Signals

AI Signals — Weekend Read: Which AI is best at investing?

2026-05-17editorial · written by Claude
Summary
  • Calibration and backtesting are still in progress (Engine v8 / Prompt v11 due late May; meaningful 3-month accuracy data lands July 2026, 12-month March 2027). What we can compare today is observable behaviour, not predictive performance
  • Behavioural wins by category: Claude is best calibrated (raw output clipped only 27 % of the time vs 42 % for Grok), DeepSeek is 100 % reliable and the cheapest ($2.07/1K), Grok is the fastest (7.7s end-to-end), Gemini is the most willing to take extreme calls, and GPT is the only model whose answers are partially uncorrelated with the rest
  • The panel collapses statistically: effective number of independent estimators dropped from 1.21 (early March) to 1.10 (early May). Herd is intensifying, not loosening
  • But part of that 'agreement' is engine-produced: on 19 % of company-days all five models hit a cap (pre-cap raw spread on those days averages 15 pp, post-cap 0). On 41 % of days at least three models are capped. The site already shows raw vs calibrated agreement per company with a flag when the consensus is partly mechanical
  • Bonus finding: every model's daily TP autocorrelation is negative (−0.14 to −0.31). AI does not anchor on yesterday's view — opposite of the +0.3 to +0.5 anchoring well documented in human analysts. Whether this helps or hurts predictive accuracy is a question only the 3- and 12-month backtests will answer

# Which AI is best at investing?

Weekend Read #8 — May 17, 2026

AI Investor Barometer tracks how five LLMs produce DCF assumptions for 23 listed companies — daily, independently, on identical inputs.

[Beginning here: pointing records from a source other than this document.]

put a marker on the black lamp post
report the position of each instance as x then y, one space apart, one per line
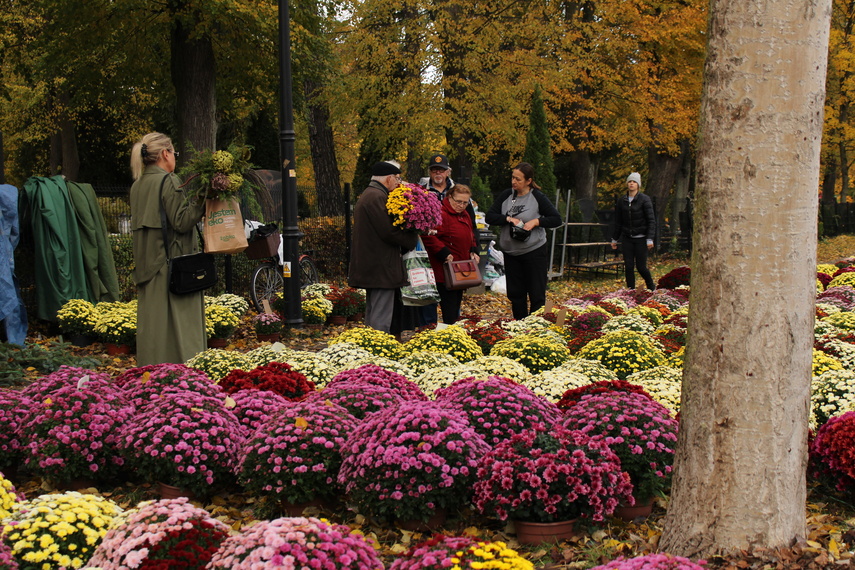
291 233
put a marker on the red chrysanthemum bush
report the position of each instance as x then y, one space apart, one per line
498 407
832 452
276 377
552 476
162 535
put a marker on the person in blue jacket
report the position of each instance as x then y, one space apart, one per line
635 228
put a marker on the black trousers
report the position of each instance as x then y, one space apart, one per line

The question arrives in some form once a week. It surfaces in a Reddit thread, a Slack channel, a coffee chat with someone who knows you write about this. Which AI should I use for stocks? GPT? Claude? Gemini? Which one's best?

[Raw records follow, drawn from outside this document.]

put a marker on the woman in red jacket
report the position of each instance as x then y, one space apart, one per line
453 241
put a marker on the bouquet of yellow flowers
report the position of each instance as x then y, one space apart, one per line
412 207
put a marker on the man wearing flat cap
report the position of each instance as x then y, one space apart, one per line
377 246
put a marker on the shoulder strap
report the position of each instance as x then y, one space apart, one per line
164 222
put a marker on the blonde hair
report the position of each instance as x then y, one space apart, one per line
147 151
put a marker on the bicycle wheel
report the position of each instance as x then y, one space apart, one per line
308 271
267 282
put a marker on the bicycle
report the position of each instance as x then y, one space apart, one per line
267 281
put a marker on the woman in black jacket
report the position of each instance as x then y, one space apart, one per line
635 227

The instinct is to answer cleanly. Pick a winner. Anchor a recommendation. Use Claude — it's the most balanced. Or Use Grok — it's fastest. Or Use whichever, they're all the same.

We have run five frontier models in parallel for 53 trading days, on the same 23 companies, with the same prompt, the same financial inputs, the same temperature. Six thousand and change valid outputs. Enough data, finally, to look the question in the eye — but not yet enough to call a winner.

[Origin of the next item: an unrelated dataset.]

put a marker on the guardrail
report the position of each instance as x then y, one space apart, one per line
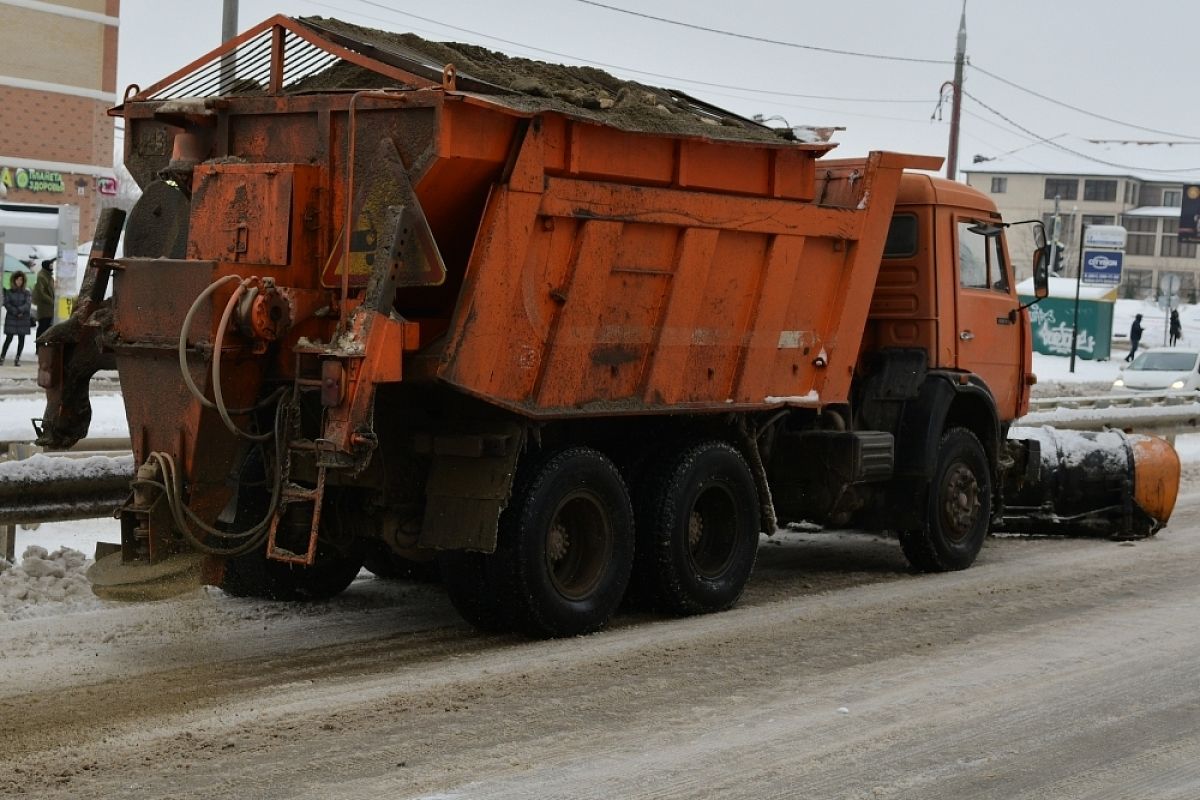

Three things up front, before the answer. First, the methodology is still settling. Engine v7 and Prompt v10 went live in late March, and an Engine v8 / Prompt v11 cycle is queued for late May. Each calibration step changes the numbers. Second, the verdict that matters most — which model's estimates actually predict where stocks go — needs longer horizons than we have. One-day directional accuracy is a coin flip across all five models (47–53 percent). Real tests at three months land in July 2026, at twelve months in March 2027. We have not yet earned the right to crown a forecaster. Third, the panel is not a sample of each provider's best. Anthropic, OpenAI, Google, DeepSeek and xAI all field deliberately differentiated lineups — top-tier reasoning models on one shelf, faster and cheaper variants on another. We run the mid-cost tier, chosen so the panel can cover every company every day on a $45-per-month budget. Running each provider's flagship would be a different observatory at perhaps 20–50× the cost, and could shift every finding here. What we measure is what mid-tier frontier models do, in production, at scale.

What we can say something about today is behaviour. How the models speak, where they agree, where the engine compresses them, and where one of them refuses to drift toward the centre. That is what this essay is about. The performance verdict is months away.

---

Each model wins at something observable

There is no shortage of legitimate-sounding crowns to hand out, as long as the crown stays modest.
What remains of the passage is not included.